Das „kleine ABC“ der Brandbekämpfung

Hinter dem Gebäude der Firma Goletz brannten zwei kleinere Feuer. „Das ist nur ein bisschen Kosmetik“, erklärte Stadtbrandmeister Georg Würth schmunzelnd. Ein wenig reale Brandathmosphäre könne bei einer Löschübung schließlich nicht schaden.

KIERSPE ▪ Zwei kleine Rauchsäulen stiegen am Samstag hinter der Firma Goletz an der B 237 in Kiersperhagen in den blauen Himmel. Grund zur Sorge gab es aber nicht - ganz im Gegenteil: Für 21 Blauröcke stand an diesem Tag die praktische Abschlussprüfung des Grundlehrgangs auf dem Programm.

Ein Stapel brennender Paletten und eine entzündete Tonne sollten ein wenig reale Brandathmosphäre schaffen und die Prüflinge bei ihrem Löschangriff motivieren. „Das ist nur ein bisschen Kosmetik“, schmunzelte der Kiersper Stadtbrandmeister Georg Würth, der die Prüfung zusammen mit Olaf Bühren, dem stellvertretenden Wehrleiter in Schalksmühle, Reiner Clever, dem stellvertretenden Wehleiter in Halver, und Michael Kind, Zugführer des Löschzugs Halver Stadtmitte abnahm.

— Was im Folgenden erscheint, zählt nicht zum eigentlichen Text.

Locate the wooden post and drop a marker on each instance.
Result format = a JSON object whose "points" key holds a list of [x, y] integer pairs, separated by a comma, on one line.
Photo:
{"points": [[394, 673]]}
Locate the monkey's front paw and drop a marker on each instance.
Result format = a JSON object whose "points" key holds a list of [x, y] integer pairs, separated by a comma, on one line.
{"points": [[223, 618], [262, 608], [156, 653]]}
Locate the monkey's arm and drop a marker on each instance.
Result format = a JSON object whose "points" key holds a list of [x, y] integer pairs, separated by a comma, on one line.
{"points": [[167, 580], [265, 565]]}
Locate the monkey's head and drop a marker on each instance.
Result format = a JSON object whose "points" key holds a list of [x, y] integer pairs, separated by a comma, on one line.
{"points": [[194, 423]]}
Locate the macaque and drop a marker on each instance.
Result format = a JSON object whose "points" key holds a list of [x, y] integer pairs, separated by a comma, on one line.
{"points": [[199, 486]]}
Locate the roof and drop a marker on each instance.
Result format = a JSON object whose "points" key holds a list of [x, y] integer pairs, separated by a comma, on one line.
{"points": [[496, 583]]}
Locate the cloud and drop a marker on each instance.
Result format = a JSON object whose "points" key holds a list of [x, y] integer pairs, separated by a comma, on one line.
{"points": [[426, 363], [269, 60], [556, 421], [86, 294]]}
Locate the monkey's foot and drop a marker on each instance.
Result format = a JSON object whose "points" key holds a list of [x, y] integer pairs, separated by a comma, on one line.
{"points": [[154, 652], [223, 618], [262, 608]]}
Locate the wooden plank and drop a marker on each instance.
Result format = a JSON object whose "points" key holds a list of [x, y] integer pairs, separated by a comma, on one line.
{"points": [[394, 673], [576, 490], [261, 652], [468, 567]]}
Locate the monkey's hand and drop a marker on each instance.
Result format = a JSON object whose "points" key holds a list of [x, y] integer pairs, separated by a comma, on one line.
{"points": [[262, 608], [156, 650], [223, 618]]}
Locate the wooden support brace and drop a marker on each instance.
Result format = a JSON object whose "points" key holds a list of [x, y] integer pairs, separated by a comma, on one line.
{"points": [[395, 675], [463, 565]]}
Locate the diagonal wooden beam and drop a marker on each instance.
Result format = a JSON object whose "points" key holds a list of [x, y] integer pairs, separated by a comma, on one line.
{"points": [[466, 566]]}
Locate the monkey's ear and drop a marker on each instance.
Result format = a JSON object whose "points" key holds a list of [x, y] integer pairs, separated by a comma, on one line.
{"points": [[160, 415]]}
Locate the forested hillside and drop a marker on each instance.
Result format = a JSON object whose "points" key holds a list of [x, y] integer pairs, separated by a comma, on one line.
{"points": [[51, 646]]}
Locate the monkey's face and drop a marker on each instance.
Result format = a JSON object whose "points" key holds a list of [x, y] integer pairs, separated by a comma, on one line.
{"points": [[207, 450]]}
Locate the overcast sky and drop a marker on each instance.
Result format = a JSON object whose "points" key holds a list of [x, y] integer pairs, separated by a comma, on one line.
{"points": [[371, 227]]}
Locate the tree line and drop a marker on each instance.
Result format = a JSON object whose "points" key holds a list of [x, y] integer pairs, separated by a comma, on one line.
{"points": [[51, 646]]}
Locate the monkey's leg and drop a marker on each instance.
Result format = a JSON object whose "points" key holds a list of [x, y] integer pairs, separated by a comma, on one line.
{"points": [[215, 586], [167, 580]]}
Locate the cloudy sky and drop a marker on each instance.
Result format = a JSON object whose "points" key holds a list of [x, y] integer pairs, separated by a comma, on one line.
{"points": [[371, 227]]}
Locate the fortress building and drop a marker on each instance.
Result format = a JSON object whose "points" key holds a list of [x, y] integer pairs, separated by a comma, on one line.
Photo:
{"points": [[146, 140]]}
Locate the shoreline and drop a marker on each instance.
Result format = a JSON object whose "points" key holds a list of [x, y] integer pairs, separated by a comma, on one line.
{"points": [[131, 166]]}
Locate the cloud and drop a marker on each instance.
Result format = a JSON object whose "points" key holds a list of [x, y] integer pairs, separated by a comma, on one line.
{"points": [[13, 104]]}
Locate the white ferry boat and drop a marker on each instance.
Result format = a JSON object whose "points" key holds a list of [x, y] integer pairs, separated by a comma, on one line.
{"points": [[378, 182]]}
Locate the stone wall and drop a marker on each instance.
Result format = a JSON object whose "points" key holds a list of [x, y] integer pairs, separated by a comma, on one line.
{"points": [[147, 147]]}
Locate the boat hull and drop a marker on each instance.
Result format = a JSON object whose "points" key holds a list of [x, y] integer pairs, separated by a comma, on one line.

Für die Teilnehmer aus Kierspe, Halver und Schalksmühle galt es, im Rahmen einer Übung ihr fundiertes Grundwissen der Gerätetechnik unter Beweis zu stellen.

Den Vorgaben ihres Gruppenführers folgend mussten sie zunächst Saugleitungen in einen „Löschwasserteich“ legen. In Ermangelung eines echten Gewässers wurden kurzerhand zwei große Wasserbehälter aufgestellt. Weitere Schläuche mussten verlegt und der Löschangriff auf das Feuer richtig koordiniert werden.

Neben praktischen Kenntnissen musten die Prüflinge zwei weitere Fähigkeiten unter Beweis stellen: „Bei dieser ersten Prüfung für Feuerwehrleute legen wir besonderes Augenmerk auf Teamfähigkeit“, machte Würth aufmerksam. „Nur der Einsatzleiter ist ein Einzelkämpfer, alle anderen arbeiten mindestens in Zweierteams und müssen ihr Handeln koordinieren.“

Zudem sollten die Wehrleute zeigen, dass sie Gefahren richtig einschätzen könnten, so Würth. Nach dem Einsatzalarm ging dann alles ganz schnell: Mehrere Einsatzfahrzeuge rollten mit Blaulicht auf den großen Firmenparkplatz. Entgegen der üblichen Praxis, mussten die Prüflinge vor dem Fahrzeug Aufstellung nehmen und den Befehl ihres Gruppenführers noch einmal wiederholen.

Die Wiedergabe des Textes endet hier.